Was würde ein Kelte oder Germane, für den es keine Dichotomie von Beseeltem und Unbeseeltem gab, darauf antworten? Ich vermute, er würde Batesons Worte garnicht verstehen, sie würden für ihn keinen Sinn ergeben.
Ich fand Wolfgang Loths fiktiven Dialog von Bateson und Heraklit sehr in-spirierend (https://systemagazin.com/systemagazin-adventskalender-2023-wolfgang-loth/). Denn er gibt dem Batesonschen Denkgebäude eben das, was ihm mE fehlt: Rhythmus, Fluss und Atem. Er stellt damit für meine Begriffe Batesons Denken vom Kopf auf die Füße.
Im Atmen entsteht Leben. Im Atmen entsteht Rhythmus, das Pulsieren jeder Körperzelle findet im Kosmos seine Entsprechung. Im Atmen entsteht Erkenntnis. Eine von der Sorte, die uns mit der Welt verbindet und uns und die Welt als Einheit erleben lässt. Das ist eine andere Art Erkenntnis als die diskursive. Womöglich die bessere.
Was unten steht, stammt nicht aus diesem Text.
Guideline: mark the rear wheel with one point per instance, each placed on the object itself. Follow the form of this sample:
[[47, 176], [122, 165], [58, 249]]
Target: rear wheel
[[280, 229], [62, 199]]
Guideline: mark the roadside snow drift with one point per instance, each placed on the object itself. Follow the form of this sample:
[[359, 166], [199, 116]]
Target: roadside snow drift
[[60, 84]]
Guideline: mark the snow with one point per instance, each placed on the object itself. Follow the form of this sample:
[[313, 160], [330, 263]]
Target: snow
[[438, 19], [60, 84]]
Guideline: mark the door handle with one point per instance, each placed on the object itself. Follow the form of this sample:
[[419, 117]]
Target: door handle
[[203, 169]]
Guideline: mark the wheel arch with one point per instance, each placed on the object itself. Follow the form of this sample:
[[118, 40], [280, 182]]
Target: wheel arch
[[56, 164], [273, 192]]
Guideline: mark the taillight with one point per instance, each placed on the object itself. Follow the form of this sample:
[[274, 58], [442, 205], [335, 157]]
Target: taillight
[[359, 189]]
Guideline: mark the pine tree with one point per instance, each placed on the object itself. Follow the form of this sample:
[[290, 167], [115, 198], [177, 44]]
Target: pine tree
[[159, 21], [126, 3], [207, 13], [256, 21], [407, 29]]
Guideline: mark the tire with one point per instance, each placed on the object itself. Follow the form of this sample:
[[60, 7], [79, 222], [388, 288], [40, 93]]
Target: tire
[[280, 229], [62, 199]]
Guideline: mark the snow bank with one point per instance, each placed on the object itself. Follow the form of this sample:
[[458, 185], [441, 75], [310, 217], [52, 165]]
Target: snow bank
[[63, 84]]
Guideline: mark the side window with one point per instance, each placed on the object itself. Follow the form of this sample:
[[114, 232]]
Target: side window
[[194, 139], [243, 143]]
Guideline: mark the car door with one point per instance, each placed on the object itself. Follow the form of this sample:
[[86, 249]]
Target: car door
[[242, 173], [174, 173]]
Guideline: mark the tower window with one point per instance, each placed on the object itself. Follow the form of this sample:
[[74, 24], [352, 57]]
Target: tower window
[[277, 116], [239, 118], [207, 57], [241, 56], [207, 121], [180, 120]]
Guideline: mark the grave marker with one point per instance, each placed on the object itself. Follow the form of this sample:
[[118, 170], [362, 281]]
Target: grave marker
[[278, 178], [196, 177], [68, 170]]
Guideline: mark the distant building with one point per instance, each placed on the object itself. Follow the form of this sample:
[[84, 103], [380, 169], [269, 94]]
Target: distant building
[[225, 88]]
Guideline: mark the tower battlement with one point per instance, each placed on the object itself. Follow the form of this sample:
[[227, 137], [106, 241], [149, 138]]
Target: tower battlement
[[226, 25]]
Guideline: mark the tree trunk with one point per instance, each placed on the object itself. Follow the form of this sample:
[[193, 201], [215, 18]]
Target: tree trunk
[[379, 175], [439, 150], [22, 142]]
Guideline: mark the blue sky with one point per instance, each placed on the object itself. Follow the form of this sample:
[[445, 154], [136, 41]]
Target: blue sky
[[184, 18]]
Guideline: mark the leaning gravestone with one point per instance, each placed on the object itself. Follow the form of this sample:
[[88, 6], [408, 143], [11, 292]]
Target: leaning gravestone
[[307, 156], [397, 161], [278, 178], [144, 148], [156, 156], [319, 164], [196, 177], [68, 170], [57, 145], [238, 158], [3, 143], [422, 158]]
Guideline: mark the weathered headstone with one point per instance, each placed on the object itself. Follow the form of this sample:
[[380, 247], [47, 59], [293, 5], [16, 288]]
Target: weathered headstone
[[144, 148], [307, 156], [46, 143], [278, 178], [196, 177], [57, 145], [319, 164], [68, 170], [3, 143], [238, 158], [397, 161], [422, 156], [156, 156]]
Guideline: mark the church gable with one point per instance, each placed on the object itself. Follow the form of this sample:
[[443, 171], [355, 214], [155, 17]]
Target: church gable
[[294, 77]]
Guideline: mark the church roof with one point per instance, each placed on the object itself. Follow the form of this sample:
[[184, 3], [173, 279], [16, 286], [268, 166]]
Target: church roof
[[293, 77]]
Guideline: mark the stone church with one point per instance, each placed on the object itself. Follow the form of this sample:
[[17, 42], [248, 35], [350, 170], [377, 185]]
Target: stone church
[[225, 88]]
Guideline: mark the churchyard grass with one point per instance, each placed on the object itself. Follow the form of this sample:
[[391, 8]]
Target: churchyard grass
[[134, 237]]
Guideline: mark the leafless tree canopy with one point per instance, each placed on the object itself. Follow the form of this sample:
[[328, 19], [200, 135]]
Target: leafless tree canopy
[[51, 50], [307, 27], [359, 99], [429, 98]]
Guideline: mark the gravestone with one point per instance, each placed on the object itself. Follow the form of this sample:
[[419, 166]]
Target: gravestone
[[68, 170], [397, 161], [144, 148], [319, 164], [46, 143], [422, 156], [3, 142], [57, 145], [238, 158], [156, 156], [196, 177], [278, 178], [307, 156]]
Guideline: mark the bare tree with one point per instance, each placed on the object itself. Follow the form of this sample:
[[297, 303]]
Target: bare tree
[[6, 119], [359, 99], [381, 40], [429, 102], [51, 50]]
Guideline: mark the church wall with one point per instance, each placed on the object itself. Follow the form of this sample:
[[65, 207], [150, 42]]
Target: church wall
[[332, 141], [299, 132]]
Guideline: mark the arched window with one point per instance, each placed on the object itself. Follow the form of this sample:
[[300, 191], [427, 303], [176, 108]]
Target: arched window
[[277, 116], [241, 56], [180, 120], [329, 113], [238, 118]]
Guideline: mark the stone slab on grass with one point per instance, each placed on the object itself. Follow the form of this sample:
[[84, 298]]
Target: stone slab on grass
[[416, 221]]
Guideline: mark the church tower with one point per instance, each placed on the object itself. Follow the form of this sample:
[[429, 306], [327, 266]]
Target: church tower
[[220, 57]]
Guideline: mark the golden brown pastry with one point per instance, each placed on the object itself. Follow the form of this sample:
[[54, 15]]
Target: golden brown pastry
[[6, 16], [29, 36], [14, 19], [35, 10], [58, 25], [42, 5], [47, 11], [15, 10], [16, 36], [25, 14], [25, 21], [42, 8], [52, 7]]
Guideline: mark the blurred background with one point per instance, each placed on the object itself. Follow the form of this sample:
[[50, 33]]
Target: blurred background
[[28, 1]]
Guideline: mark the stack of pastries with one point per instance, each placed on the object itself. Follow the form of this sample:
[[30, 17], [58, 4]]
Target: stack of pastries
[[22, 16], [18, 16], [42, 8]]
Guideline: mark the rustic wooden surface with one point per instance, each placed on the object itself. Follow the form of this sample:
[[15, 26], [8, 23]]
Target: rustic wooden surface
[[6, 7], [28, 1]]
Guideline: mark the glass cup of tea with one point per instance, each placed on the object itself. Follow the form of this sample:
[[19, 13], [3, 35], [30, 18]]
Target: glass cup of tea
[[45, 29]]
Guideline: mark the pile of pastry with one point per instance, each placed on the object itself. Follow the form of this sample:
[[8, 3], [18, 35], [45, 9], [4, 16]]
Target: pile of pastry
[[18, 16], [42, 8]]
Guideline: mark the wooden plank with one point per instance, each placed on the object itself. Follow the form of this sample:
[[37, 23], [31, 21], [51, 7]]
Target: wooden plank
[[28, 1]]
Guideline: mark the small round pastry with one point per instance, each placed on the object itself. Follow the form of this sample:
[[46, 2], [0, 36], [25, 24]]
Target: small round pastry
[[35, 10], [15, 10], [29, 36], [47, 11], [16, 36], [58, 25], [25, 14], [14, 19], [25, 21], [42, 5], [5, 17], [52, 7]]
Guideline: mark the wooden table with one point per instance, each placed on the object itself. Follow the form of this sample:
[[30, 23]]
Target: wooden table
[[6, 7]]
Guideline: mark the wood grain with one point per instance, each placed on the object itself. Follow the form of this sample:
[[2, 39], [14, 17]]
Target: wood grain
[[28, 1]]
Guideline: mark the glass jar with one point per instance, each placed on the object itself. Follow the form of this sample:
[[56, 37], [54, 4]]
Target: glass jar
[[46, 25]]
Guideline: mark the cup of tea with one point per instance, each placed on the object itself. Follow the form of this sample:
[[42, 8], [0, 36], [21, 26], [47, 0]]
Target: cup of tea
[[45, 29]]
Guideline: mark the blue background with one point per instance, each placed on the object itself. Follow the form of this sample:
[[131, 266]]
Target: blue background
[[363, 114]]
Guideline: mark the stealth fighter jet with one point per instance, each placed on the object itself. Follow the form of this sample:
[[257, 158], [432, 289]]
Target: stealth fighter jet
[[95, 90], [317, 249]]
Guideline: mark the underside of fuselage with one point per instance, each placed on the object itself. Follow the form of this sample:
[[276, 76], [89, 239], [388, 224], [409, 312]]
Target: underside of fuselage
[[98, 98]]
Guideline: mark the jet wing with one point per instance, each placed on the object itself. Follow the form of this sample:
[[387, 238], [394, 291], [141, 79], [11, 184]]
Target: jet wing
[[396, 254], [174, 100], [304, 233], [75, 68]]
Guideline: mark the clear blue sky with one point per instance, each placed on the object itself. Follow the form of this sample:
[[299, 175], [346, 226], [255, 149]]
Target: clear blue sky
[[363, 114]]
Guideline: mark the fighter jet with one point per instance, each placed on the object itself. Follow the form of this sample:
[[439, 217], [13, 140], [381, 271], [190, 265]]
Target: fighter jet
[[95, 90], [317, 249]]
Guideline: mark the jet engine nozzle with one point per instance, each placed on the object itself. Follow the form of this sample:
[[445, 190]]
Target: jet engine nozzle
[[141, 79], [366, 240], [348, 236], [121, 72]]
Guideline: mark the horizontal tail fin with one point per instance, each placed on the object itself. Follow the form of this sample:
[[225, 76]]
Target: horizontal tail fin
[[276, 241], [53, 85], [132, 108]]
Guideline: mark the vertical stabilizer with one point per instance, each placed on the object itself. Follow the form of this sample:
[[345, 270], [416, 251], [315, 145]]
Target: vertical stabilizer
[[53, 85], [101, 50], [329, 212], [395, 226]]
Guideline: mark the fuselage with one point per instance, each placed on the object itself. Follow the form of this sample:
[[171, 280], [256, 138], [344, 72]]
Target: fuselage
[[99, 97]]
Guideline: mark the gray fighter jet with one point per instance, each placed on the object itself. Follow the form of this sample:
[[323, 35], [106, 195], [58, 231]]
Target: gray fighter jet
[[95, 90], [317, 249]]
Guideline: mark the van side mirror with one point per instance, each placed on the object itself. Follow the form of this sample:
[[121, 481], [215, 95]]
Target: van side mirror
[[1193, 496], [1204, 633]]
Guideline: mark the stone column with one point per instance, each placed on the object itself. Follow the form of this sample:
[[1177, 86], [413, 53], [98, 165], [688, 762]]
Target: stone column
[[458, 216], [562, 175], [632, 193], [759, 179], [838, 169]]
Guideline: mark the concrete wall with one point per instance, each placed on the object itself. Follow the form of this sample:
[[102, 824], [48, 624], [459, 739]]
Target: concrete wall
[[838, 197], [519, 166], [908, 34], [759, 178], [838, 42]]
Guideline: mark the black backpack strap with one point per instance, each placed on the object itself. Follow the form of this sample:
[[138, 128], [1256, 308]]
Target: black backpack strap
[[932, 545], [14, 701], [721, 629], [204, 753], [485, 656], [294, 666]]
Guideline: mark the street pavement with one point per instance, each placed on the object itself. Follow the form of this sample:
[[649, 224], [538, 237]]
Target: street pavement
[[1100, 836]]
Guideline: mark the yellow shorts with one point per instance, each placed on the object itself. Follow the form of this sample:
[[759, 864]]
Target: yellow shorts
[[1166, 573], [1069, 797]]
So müsste der cartesianische Satz „cogito ergo sum“ eigentlich lauten:
Spiro ergo sum
Ich atme also bin ich
[1] Frei-Zeit? Was ist die andere Seite, die Gefangenen-Zeit?
[2] Die Wintersonnwende wurde zu Weihnachten, Imbolc zu Mariä Lichtmess, Samhain zu Allerheiligen etc.